The spectral type of stars has an OBAFGKM class, along with a number, from 0 to 9. According to Wikipedia, (sample shown below), the lower the number, the hotter and more massive the star, but absorption lines are not included. Then looking at the second image, we can see that different spectral types have different absorption lines. So I am wondering, are the sub-spectral types (numbers) based off of temperature and/or mass or absorption/spectral lines?

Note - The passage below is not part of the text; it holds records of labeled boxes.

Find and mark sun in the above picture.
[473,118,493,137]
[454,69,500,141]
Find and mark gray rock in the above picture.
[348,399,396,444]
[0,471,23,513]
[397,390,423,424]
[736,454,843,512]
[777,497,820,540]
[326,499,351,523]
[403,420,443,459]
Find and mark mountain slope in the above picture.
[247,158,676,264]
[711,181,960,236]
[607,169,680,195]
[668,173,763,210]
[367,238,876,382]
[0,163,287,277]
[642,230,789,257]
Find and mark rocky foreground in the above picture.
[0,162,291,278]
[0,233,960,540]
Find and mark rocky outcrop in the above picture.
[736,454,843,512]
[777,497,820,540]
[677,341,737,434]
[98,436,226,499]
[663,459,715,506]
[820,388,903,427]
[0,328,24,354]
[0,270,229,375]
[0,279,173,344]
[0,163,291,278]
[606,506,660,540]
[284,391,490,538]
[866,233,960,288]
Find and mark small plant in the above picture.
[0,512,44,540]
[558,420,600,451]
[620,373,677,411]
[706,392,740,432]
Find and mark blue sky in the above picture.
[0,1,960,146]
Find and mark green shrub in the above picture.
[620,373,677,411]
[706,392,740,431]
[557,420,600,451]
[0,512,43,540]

The spectral classes (O, B, A, F, G, K, M) and their 10 subtypes (0 to 9) were initially meant only as differentiators of spectral type. Annie Jump Cannon was the creator of this system. Through her work for/with Edward Pickering, she ended up classifying nearly a third of a million stars over a few decades. She (and many others) did not realize that this was actually a temperature scale - the classifications were based on the spectral lines that Cannon observed and sorted into categories. It wasn't until Cecilia Payne's work, and, most notably, her doctoral thesis, that anyone realized that the OBAFGKM system (and the sub-classes it came with) was actually a temperature scale.
Payne's work showed that the difference in spectral type was not due to differing amounts of elements, but mainly due to the temperatures of stars. This also led to the realization that stars were made of far more helium and hydrogen than other elements. However, the professor who reviewed her thesis, Henry Russell, dismissed her findings as impossible, since at the time, the implications went against much of contemporary knowledge. After a few years, Russell realized that Payne was right, and praised her work, crediting her with the discovery.
(Side note: there's an amazing episode of the TV series Cosmos - the new one with Neil DeGrasse Tyson - called "Sisters of the Sun" that dives into this story quite well. If you have the time, I'd definitely recommend it - it's a great watch.)